The deal – which involves the pension fund handing over $650m (£419m) to the company – will wipe out Kodak's $2.8bn debt to thousands of British pensioners.
The two units being sold are personalised imaging, which includes most consumer products and retail printing kiosks, and Kodak's document imaging unit, that makes scanners for business customers.
Antonio Perez, the chairman of the struggling film group, said that in one transaction the company would divest the businesses and "settle its largest legacy liability", calling it an "extraordinary result".
The Kodak UK pension scheme is currently facing a £1.9bn deficit. That will be closed and members offered the chance to join a new scheme which will have lower benefits but spare scheme members the prospect of having to rely on a statutory rescue fund, which could leave them even worse off. The scheme has nearly 15,000 UK members, including 8,610 who are already claiming their pensions.

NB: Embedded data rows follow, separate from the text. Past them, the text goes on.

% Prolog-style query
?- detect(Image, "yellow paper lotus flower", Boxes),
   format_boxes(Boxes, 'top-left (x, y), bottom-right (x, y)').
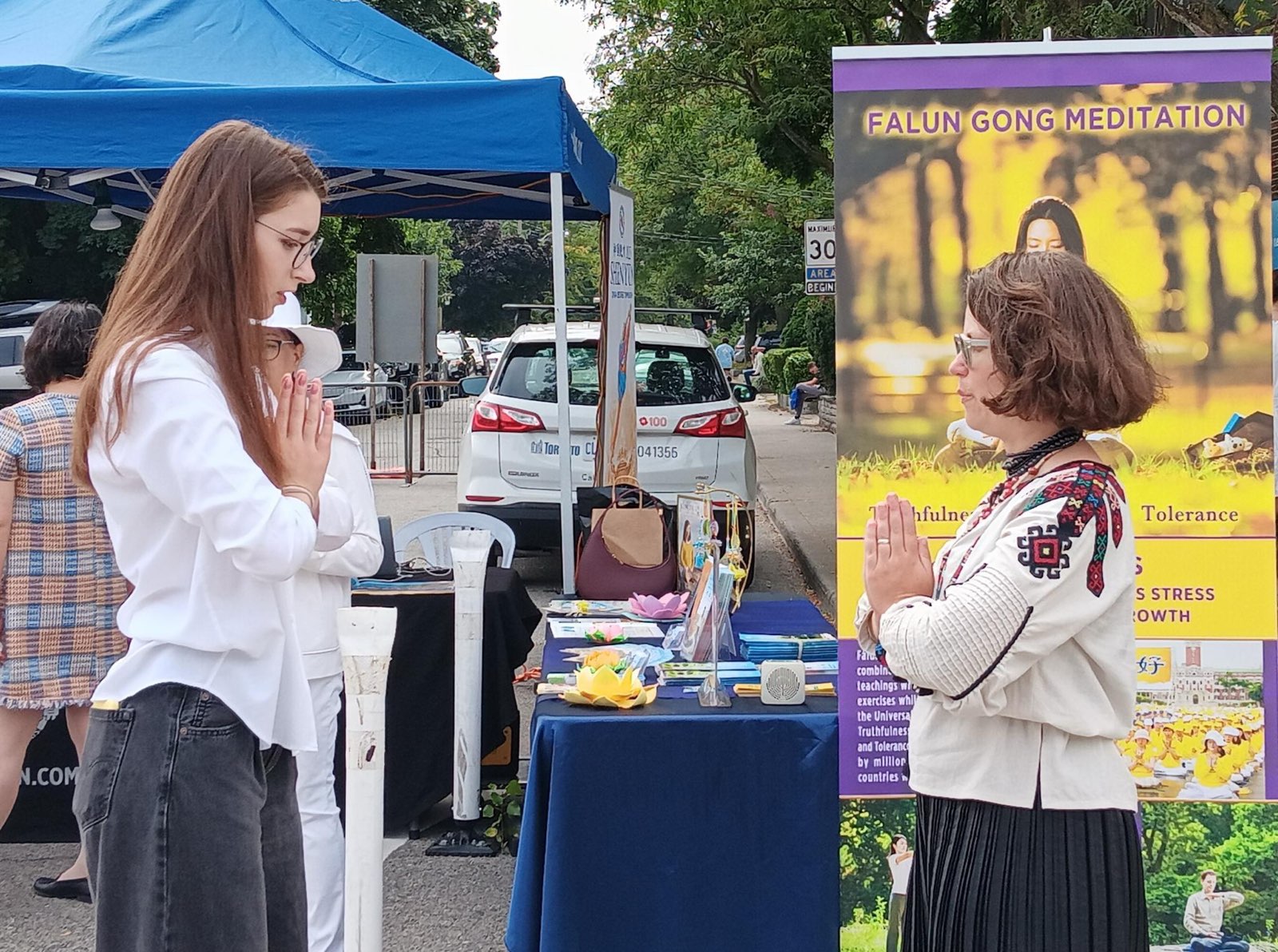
top-left (577, 667), bottom-right (643, 698)
top-left (562, 652), bottom-right (657, 709)
top-left (581, 648), bottom-right (621, 668)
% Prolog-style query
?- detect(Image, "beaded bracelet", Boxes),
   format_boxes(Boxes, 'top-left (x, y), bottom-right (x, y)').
top-left (280, 483), bottom-right (318, 515)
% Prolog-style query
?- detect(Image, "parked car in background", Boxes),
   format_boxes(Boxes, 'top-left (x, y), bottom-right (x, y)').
top-left (483, 337), bottom-right (510, 373)
top-left (322, 350), bottom-right (390, 423)
top-left (435, 331), bottom-right (482, 379)
top-left (458, 323), bottom-right (756, 572)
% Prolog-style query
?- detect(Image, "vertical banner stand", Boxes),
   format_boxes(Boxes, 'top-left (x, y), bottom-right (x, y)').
top-left (337, 609), bottom-right (396, 952)
top-left (426, 529), bottom-right (501, 856)
top-left (697, 541), bottom-right (732, 708)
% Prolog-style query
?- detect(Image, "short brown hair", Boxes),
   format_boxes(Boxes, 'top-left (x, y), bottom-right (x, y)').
top-left (22, 300), bottom-right (102, 390)
top-left (967, 252), bottom-right (1163, 430)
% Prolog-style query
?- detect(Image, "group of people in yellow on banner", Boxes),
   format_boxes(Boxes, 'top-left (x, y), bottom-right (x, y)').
top-left (1116, 708), bottom-right (1265, 800)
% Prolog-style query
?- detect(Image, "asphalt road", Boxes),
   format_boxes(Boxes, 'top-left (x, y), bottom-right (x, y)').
top-left (0, 467), bottom-right (803, 952)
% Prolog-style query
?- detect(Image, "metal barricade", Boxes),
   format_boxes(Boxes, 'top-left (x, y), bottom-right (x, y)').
top-left (323, 382), bottom-right (411, 479)
top-left (405, 379), bottom-right (474, 483)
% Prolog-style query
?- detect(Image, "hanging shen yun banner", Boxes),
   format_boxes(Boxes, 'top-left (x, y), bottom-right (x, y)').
top-left (833, 37), bottom-right (1278, 950)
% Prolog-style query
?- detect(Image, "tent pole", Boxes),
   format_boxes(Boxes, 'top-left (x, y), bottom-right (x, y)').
top-left (551, 173), bottom-right (584, 596)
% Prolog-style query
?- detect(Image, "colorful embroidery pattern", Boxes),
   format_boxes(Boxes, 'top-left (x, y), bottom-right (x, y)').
top-left (1020, 462), bottom-right (1126, 598)
top-left (1016, 526), bottom-right (1071, 579)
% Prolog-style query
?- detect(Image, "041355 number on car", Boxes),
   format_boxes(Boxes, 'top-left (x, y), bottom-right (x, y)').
top-left (637, 445), bottom-right (679, 460)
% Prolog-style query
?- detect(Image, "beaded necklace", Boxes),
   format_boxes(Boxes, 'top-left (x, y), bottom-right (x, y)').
top-left (935, 426), bottom-right (1082, 598)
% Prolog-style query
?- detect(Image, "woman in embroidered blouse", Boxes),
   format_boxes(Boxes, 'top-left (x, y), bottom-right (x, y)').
top-left (856, 252), bottom-right (1161, 952)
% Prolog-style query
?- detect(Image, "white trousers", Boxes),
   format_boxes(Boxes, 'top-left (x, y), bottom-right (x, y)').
top-left (296, 675), bottom-right (347, 952)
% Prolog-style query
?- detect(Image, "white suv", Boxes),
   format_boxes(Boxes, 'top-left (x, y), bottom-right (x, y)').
top-left (458, 323), bottom-right (754, 567)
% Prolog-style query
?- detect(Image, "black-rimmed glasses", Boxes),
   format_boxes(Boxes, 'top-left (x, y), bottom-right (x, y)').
top-left (262, 337), bottom-right (302, 360)
top-left (253, 219), bottom-right (323, 267)
top-left (955, 334), bottom-right (989, 367)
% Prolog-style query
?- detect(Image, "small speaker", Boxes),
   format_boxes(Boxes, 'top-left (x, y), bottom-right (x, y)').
top-left (759, 660), bottom-right (805, 704)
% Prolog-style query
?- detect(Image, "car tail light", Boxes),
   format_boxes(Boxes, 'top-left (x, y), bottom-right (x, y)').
top-left (675, 407), bottom-right (745, 438)
top-left (470, 400), bottom-right (546, 433)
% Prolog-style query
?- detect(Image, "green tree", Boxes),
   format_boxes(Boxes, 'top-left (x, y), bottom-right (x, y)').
top-left (0, 200), bottom-right (139, 307)
top-left (298, 217), bottom-right (462, 327)
top-left (443, 221), bottom-right (554, 335)
top-left (368, 0), bottom-right (501, 73)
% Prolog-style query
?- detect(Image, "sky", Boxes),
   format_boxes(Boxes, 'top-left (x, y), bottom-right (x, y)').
top-left (496, 0), bottom-right (599, 106)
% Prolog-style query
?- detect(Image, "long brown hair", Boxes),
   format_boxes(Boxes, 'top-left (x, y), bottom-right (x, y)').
top-left (72, 121), bottom-right (327, 486)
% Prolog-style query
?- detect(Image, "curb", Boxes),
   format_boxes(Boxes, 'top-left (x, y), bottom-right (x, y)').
top-left (754, 483), bottom-right (839, 621)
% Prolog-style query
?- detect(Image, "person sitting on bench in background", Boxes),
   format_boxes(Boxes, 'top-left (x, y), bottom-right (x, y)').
top-left (790, 360), bottom-right (826, 424)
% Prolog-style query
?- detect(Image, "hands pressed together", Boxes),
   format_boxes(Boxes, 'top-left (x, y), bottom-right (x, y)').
top-left (864, 492), bottom-right (935, 618)
top-left (275, 371), bottom-right (334, 515)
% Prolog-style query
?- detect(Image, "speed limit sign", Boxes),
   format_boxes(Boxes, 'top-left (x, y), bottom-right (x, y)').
top-left (803, 219), bottom-right (835, 294)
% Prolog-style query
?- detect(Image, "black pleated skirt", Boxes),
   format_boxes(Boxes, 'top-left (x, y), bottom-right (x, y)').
top-left (903, 795), bottom-right (1149, 952)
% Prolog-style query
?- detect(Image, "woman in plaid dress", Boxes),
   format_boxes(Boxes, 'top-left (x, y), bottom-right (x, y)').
top-left (0, 302), bottom-right (126, 902)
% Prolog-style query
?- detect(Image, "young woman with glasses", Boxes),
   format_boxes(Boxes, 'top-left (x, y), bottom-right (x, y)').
top-left (74, 121), bottom-right (351, 952)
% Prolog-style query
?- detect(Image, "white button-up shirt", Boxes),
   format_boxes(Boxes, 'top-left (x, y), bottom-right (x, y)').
top-left (856, 462), bottom-right (1136, 810)
top-left (292, 423), bottom-right (382, 679)
top-left (88, 343), bottom-right (351, 750)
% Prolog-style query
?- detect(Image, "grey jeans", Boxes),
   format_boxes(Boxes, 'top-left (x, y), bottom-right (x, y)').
top-left (73, 684), bottom-right (307, 952)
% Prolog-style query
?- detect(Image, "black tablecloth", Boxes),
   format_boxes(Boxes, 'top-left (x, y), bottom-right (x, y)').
top-left (352, 567), bottom-right (542, 831)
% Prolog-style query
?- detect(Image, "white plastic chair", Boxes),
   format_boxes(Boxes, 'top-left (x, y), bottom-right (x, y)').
top-left (395, 513), bottom-right (515, 569)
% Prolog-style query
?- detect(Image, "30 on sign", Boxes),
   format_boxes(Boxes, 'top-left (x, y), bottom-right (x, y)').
top-left (803, 219), bottom-right (835, 294)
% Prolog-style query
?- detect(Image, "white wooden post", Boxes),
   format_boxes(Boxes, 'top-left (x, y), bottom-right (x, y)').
top-left (551, 173), bottom-right (575, 596)
top-left (337, 609), bottom-right (396, 952)
top-left (449, 529), bottom-right (492, 826)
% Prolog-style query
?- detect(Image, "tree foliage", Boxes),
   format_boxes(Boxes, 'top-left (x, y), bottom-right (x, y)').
top-left (585, 0), bottom-right (1273, 375)
top-left (367, 0), bottom-right (501, 73)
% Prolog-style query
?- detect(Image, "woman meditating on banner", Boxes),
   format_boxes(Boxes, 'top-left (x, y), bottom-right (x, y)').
top-left (1016, 196), bottom-right (1088, 260)
top-left (935, 196), bottom-right (1136, 468)
top-left (856, 252), bottom-right (1161, 952)
top-left (73, 121), bottom-right (351, 952)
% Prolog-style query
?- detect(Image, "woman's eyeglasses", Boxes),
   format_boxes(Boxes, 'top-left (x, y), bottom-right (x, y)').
top-left (955, 334), bottom-right (989, 367)
top-left (253, 219), bottom-right (323, 267)
top-left (264, 337), bottom-right (302, 360)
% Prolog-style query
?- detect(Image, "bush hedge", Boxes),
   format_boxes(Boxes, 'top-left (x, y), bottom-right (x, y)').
top-left (763, 347), bottom-right (812, 394)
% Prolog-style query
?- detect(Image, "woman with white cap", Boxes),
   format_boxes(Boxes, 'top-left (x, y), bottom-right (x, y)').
top-left (262, 294), bottom-right (382, 952)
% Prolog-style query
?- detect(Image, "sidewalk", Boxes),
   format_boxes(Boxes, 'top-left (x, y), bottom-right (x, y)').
top-left (746, 400), bottom-right (839, 617)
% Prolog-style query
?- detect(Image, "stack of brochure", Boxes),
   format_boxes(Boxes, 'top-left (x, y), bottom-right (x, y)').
top-left (657, 660), bottom-right (759, 688)
top-left (737, 634), bottom-right (839, 664)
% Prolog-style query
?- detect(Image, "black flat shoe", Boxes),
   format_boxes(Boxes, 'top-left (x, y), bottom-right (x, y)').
top-left (30, 877), bottom-right (93, 902)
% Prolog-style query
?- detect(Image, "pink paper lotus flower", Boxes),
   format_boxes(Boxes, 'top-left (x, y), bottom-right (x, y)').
top-left (630, 592), bottom-right (688, 621)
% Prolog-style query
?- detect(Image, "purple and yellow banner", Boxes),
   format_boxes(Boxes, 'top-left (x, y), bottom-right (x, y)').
top-left (833, 38), bottom-right (1278, 950)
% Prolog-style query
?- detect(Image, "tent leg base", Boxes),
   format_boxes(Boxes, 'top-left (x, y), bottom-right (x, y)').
top-left (426, 820), bottom-right (501, 856)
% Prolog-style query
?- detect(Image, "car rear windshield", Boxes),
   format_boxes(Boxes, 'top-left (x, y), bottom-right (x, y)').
top-left (0, 334), bottom-right (27, 367)
top-left (492, 341), bottom-right (728, 407)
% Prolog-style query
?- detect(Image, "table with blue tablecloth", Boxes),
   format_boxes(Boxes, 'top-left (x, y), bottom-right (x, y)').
top-left (506, 599), bottom-right (839, 952)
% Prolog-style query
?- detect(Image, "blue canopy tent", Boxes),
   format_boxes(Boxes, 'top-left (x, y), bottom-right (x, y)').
top-left (0, 0), bottom-right (616, 589)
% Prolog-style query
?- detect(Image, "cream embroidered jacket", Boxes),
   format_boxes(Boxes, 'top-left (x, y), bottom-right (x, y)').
top-left (856, 462), bottom-right (1136, 810)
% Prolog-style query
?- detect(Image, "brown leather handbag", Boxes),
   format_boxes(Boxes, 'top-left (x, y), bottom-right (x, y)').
top-left (577, 487), bottom-right (677, 601)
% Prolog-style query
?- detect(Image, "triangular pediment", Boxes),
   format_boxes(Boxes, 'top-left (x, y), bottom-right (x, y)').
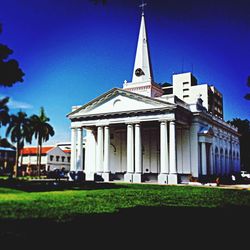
top-left (68, 88), bottom-right (175, 118)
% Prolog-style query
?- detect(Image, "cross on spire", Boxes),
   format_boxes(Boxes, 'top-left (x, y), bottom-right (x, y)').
top-left (139, 0), bottom-right (147, 14)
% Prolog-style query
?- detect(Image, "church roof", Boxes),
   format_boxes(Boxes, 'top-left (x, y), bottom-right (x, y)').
top-left (67, 88), bottom-right (177, 118)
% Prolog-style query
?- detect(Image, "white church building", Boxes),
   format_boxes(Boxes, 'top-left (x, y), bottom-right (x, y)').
top-left (67, 13), bottom-right (240, 184)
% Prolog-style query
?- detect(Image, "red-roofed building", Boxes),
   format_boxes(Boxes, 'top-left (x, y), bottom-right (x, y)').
top-left (19, 146), bottom-right (70, 175)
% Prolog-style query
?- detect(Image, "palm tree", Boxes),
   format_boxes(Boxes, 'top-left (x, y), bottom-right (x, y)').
top-left (0, 97), bottom-right (10, 128)
top-left (30, 107), bottom-right (55, 176)
top-left (0, 97), bottom-right (10, 147)
top-left (6, 111), bottom-right (32, 177)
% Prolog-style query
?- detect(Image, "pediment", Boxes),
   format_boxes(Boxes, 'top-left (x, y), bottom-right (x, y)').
top-left (199, 127), bottom-right (214, 137)
top-left (68, 89), bottom-right (174, 118)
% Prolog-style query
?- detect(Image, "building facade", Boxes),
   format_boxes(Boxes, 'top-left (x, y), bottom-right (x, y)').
top-left (19, 146), bottom-right (70, 175)
top-left (68, 14), bottom-right (240, 184)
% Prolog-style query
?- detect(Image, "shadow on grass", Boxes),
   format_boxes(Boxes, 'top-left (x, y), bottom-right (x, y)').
top-left (0, 179), bottom-right (125, 192)
top-left (0, 207), bottom-right (249, 248)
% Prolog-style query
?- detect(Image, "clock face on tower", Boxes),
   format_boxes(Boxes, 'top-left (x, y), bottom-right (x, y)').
top-left (135, 68), bottom-right (145, 77)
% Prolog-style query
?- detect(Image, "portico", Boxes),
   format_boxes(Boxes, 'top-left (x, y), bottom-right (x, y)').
top-left (68, 89), bottom-right (190, 184)
top-left (68, 9), bottom-right (240, 184)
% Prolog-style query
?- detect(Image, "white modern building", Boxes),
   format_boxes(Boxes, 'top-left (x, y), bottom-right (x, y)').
top-left (19, 146), bottom-right (70, 173)
top-left (68, 11), bottom-right (240, 184)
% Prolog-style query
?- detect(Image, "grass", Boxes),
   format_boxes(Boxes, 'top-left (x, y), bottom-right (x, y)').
top-left (0, 180), bottom-right (250, 222)
top-left (0, 180), bottom-right (250, 246)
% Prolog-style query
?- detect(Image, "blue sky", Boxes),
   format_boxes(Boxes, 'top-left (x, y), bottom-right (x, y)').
top-left (0, 0), bottom-right (250, 144)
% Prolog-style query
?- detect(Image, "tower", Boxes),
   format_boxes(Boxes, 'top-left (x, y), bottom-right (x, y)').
top-left (123, 11), bottom-right (163, 97)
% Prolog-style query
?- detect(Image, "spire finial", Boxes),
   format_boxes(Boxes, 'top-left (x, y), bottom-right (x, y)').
top-left (139, 0), bottom-right (147, 15)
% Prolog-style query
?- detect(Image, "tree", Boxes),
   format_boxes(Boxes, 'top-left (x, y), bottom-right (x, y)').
top-left (0, 24), bottom-right (24, 87)
top-left (30, 107), bottom-right (55, 176)
top-left (0, 97), bottom-right (15, 149)
top-left (228, 118), bottom-right (250, 171)
top-left (0, 23), bottom-right (24, 148)
top-left (245, 76), bottom-right (250, 101)
top-left (6, 111), bottom-right (32, 177)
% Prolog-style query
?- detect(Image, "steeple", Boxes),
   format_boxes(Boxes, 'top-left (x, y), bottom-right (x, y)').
top-left (123, 10), bottom-right (163, 97)
top-left (132, 12), bottom-right (153, 83)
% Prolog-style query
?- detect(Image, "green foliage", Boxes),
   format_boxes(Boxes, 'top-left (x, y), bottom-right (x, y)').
top-left (0, 184), bottom-right (250, 221)
top-left (6, 111), bottom-right (32, 176)
top-left (0, 36), bottom-right (24, 87)
top-left (228, 118), bottom-right (250, 171)
top-left (0, 97), bottom-right (10, 128)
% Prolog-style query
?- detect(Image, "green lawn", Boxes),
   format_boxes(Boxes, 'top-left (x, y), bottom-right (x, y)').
top-left (0, 184), bottom-right (250, 222)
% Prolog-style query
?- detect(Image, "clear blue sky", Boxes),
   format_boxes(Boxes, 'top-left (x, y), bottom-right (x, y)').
top-left (0, 0), bottom-right (250, 143)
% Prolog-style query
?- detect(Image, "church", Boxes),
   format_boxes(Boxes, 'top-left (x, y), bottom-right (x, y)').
top-left (67, 12), bottom-right (240, 184)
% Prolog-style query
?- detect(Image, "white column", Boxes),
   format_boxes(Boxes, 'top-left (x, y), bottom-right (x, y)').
top-left (158, 121), bottom-right (169, 184)
top-left (168, 121), bottom-right (178, 184)
top-left (70, 128), bottom-right (76, 171)
top-left (84, 129), bottom-right (96, 181)
top-left (124, 124), bottom-right (134, 182)
top-left (103, 126), bottom-right (110, 173)
top-left (133, 123), bottom-right (142, 183)
top-left (102, 126), bottom-right (110, 181)
top-left (209, 144), bottom-right (215, 174)
top-left (201, 142), bottom-right (207, 175)
top-left (76, 128), bottom-right (83, 171)
top-left (96, 127), bottom-right (103, 173)
top-left (190, 123), bottom-right (199, 177)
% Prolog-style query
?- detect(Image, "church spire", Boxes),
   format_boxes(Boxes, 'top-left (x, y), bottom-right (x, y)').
top-left (123, 4), bottom-right (163, 98)
top-left (132, 10), bottom-right (153, 83)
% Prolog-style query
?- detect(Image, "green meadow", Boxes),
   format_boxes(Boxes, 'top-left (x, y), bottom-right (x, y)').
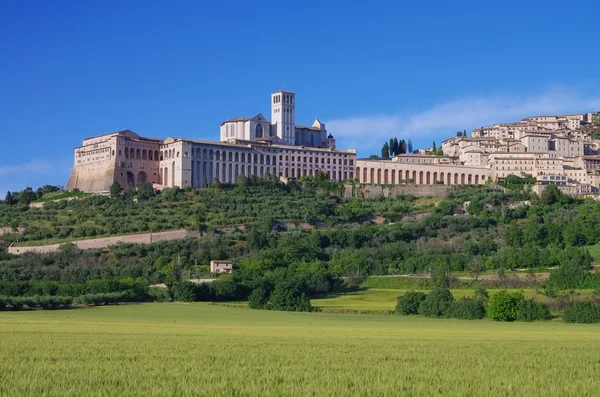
top-left (0, 302), bottom-right (600, 396)
top-left (311, 288), bottom-right (593, 312)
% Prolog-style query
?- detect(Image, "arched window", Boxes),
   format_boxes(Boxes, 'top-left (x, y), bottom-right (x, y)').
top-left (254, 124), bottom-right (264, 138)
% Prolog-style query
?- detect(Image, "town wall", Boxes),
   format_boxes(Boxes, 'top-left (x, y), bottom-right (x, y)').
top-left (345, 185), bottom-right (452, 199)
top-left (8, 230), bottom-right (199, 255)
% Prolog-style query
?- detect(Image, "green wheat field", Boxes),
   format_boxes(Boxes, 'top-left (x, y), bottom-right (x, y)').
top-left (0, 303), bottom-right (600, 396)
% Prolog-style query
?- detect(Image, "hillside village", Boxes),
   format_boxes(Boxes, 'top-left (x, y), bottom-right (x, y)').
top-left (66, 91), bottom-right (600, 195)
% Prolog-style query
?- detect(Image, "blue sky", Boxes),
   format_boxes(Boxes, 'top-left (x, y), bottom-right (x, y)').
top-left (0, 0), bottom-right (600, 196)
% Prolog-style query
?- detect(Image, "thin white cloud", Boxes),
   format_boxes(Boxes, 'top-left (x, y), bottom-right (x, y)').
top-left (0, 159), bottom-right (72, 199)
top-left (327, 88), bottom-right (600, 150)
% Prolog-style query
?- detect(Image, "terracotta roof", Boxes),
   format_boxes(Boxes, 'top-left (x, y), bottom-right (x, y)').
top-left (83, 130), bottom-right (137, 141)
top-left (221, 117), bottom-right (252, 125)
top-left (296, 125), bottom-right (321, 131)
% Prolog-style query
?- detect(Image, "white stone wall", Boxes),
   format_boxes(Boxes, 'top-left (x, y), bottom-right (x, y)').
top-left (356, 159), bottom-right (490, 185)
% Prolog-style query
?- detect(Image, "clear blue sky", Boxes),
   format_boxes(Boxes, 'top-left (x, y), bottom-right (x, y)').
top-left (0, 0), bottom-right (600, 196)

Steven Ross, the chairman of the scheme, said: "This settlement gives members greatly improved future prospects while being good for Kodak's employees, its creditors and for UK business."
The deal has to be approved by the UK Pensions Regulator and the US bankruptcy court.
A spokesman for the Pensions Regulator yesterday indicated that it would approve the deal. He said: "The Pensions Regulator has been engaged in discussion with the trustees and the Kodak group throughout the Chapter 11 [US bankruptcy] process.
"Although we recognise that the settlement awaits the approval of the US court overseeing Chapter 11 proceedings later this year, we believe that the agreement reached represents the best outcome for scheme members in a difficult situation. The regulator will continue its dialogue with the trustees about future arrangements."
But the independent pension consultant John Ralfe warned that the deal should not go through without close examination.
"I hope this is a genuinely better alternative than liquidation," he said. "To make sure we understand the detail the regulator should produce a 'section 89' report explaining why this is better than simply getting a share of the liquidation proceeds through the UK and US courts."
The move is the latest in a long line concerning companies facing large pension black holes choosing to fill them with assets, including Dairy Crest's scheme recently taking cheese and Johnnie Walker distiller Diageo taking 2 million barrels of whisky.
Mark Wood, the chief executive of JLT Employee Benefits, said: "The Kodak pension plan in the UK is taking on two unlisted subsidiary companies as assets. As deficits have widened, schemes are increasingly looking at alternative assets to provide cashflows, as happened with Dairy Crest and Diageo. Kodak's move goes a step further but, providing the businesses can generate enough cashflow, the principle is the same."
Kodak – which launched its first camera in 1888 – got into difficulties in recent years because it failed to anticipate or cope with the consumer shift to digital imaging. It was forced to file for bankruptcy protection in the US last year.
As part of its struggle earlier this year, Kodak sold a portfolio of 1,100 digital patents for $527m to the likes of Apple, Google and Microsoft.
Yesterday's agreement with the pension fund will be implemented as part of Kodak's Chapter 11 bankruptcy plan in the US.